Kornai Daniel, Jiao Xiyun, Ji Jiayi, Flouri Tomáš, Yang Ziheng
Department of Genetics, Evolution, and Environment, University College London, Gower Street, London WC1E 6BT, UK.
Department of Statistics and Data Science, China Southern University of Science and Technology, Shenzhen, Guangdong 518055, China.
Syst Biol. 2024 Nov 29;73(6):1015-1037. doi: 10.1093/sysbio/syae050.

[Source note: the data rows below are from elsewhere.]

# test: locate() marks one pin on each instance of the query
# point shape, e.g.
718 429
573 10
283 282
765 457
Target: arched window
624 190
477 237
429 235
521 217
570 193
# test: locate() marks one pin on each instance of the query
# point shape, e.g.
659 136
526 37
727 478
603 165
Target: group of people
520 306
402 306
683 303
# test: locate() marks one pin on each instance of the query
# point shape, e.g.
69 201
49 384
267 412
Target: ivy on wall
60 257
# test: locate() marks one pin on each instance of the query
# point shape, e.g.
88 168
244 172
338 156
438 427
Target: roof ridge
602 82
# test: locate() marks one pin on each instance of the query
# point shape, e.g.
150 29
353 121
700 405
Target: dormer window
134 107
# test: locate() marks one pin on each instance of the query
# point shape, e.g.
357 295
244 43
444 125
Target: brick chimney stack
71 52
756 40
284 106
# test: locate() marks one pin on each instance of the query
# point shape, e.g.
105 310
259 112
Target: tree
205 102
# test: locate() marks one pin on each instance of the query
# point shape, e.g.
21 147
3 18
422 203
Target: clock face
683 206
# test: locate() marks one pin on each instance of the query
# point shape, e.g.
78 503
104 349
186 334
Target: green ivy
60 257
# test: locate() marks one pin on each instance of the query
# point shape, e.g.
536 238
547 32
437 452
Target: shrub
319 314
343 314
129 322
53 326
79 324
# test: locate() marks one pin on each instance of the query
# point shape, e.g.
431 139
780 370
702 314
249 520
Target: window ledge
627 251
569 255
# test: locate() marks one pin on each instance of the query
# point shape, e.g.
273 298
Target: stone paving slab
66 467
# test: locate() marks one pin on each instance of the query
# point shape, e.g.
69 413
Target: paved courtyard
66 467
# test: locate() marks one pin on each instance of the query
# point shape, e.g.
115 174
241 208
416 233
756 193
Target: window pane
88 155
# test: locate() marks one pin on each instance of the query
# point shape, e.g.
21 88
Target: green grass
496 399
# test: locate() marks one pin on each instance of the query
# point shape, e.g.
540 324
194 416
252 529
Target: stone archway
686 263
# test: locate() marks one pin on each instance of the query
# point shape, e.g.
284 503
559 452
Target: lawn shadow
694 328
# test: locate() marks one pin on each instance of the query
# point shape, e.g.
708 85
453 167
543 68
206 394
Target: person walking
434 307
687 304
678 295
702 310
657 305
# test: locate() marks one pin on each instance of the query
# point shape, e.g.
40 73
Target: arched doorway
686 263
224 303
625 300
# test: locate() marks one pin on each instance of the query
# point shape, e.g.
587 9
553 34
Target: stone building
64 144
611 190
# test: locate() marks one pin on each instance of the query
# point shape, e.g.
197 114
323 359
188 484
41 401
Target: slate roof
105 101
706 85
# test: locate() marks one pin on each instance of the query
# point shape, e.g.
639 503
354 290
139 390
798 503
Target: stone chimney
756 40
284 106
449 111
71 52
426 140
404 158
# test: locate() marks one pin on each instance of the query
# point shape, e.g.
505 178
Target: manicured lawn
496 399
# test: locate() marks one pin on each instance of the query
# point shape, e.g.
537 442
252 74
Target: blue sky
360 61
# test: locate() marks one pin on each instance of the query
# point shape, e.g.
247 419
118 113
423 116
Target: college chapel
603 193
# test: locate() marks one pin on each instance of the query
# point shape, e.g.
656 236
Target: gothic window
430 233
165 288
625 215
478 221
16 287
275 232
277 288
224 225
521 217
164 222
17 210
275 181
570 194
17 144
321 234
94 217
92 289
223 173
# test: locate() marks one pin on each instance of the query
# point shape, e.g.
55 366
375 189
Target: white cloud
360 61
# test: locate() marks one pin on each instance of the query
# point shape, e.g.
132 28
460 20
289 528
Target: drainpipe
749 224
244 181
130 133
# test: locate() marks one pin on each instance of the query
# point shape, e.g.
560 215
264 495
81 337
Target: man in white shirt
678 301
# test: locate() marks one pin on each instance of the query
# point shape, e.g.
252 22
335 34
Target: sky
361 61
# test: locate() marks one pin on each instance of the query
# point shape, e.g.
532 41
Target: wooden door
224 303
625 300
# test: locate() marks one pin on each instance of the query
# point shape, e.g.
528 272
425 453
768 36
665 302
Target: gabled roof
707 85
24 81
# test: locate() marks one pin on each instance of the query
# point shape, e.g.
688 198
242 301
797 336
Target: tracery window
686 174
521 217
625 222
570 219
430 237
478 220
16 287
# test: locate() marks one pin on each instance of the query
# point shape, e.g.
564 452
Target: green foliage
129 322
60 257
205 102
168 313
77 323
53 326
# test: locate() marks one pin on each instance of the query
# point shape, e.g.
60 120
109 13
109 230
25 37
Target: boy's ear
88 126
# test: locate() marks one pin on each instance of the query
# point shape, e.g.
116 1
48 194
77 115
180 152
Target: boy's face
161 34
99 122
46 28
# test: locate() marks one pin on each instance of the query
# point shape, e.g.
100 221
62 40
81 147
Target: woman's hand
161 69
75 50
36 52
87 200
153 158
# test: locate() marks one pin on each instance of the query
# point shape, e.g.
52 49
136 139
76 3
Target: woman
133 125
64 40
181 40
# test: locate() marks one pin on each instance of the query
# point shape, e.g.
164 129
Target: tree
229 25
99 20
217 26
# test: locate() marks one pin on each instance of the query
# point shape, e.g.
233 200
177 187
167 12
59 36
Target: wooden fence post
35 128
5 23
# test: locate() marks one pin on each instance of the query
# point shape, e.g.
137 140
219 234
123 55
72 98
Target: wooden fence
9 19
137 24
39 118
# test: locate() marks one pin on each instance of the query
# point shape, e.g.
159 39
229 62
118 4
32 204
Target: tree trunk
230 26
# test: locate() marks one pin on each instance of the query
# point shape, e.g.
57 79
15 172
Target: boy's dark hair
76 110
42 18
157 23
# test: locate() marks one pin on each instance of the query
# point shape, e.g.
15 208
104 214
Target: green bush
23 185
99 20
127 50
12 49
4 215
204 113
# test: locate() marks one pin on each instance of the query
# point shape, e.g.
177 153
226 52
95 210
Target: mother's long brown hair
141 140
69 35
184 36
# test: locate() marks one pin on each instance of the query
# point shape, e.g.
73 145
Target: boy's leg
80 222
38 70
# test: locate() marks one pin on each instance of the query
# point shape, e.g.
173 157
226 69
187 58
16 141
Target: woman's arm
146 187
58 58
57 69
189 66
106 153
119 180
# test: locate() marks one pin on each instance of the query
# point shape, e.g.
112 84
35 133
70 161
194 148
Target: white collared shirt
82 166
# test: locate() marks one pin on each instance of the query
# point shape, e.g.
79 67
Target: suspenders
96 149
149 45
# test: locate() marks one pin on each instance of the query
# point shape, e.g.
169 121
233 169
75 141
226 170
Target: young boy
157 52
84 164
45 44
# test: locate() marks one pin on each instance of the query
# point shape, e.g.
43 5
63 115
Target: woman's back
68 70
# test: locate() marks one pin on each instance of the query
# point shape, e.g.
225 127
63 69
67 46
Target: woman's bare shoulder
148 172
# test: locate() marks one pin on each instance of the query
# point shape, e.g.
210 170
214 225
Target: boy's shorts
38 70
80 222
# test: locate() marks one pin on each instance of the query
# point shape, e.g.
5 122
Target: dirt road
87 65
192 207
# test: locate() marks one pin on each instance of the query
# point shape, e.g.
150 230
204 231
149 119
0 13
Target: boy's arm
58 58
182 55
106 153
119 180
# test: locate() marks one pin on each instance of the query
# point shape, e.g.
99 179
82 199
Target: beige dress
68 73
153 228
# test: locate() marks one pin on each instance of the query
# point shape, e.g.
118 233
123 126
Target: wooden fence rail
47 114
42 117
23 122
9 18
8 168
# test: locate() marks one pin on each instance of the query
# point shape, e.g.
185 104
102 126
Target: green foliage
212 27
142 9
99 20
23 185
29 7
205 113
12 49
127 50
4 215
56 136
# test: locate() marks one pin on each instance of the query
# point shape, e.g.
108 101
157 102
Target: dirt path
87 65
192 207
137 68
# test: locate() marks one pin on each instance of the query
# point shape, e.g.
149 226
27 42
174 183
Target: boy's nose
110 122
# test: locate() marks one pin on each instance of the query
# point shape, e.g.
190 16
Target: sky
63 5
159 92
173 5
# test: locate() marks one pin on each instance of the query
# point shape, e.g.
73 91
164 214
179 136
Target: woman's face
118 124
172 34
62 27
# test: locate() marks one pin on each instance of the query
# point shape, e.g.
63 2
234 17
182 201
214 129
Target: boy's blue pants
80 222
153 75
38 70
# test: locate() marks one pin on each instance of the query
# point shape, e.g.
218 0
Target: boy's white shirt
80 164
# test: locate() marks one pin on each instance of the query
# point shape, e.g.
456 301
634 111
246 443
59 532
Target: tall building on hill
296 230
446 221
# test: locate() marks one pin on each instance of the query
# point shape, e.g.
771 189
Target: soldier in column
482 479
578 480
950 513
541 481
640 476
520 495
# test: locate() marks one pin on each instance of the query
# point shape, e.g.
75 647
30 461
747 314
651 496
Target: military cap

The multispecies coalescent (MSC) model accommodates genealogical fluctuations across the genome and provides a natural framework for comparative analysis of genomic sequence data from closely related species to infer the history of species divergence and gene flow. Given a set of populations, hypotheses of species delimitation (and species phylogeny) may be formulated as instances of MSC models (e.g., MSC for 1 species versus MSC for 2 species) and compared using Bayesian model selection. This approach, implemented in the program bpp, has been found to be prone to over-splitting. Alternatively, heuristic criteria based on population parameters (such as population split times, population sizes, and migration rates) estimated from genomic data may be used to delimit species. Here, we develop hierarchical merge and split algorithms for heuristic species delimitation based on the genealogical divergence index (gdi) and implement them in a Python pipeline called hhsd. We characterize the behavior of the gdi under a few simple scenarios of gene flow. We apply the new approaches to a dataset simulated under a model of isolation by distance as well as 3 empirical datasets. Our tests suggest that the new approaches produced sensible results and were less prone to oversplitting. We discuss possible strategies for accommodating paraphyletic species in the hierarchical algorithm, as well as the challenges of species delimitation based on heuristic criteria.
多物种合并(MSC)模型考虑了全基因组的谱系波动,并为比较分析来自近缘物种的基因组序列数据以推断物种分化历史和基因流提供了一个自然框架。给定一组种群,物种界定(以及物种系统发育)的假设可以被表述为MSC模型的实例(例如,1个物种的MSC与2个物种的MSC),并使用贝叶斯模型选择进行比较。在程序bpp中实现的这种方法已被发现容易过度划分。或者,可以使用基于从基因组数据估计的种群参数(如种群分裂时间、种群大小和迁移率)的启发式标准来界定物种。在这里,我们基于谱系分化指数(gdi)开发了用于启发式物种界定的分层合并和分裂算法,并在一个名为hhsd的Python管道中实现了它们。我们在一些简单的基因流场景下刻画了gdi的行为。我们将新方法应用于在距离隔离模型下模拟的一个数据集以及3个实证数据集。我们的测试表明,新方法产生了合理的结果,并且不太容易过度划分。我们讨论了在分层算法中容纳并系物种的可能策略,以及基于启发式标准进行物种界定的挑战。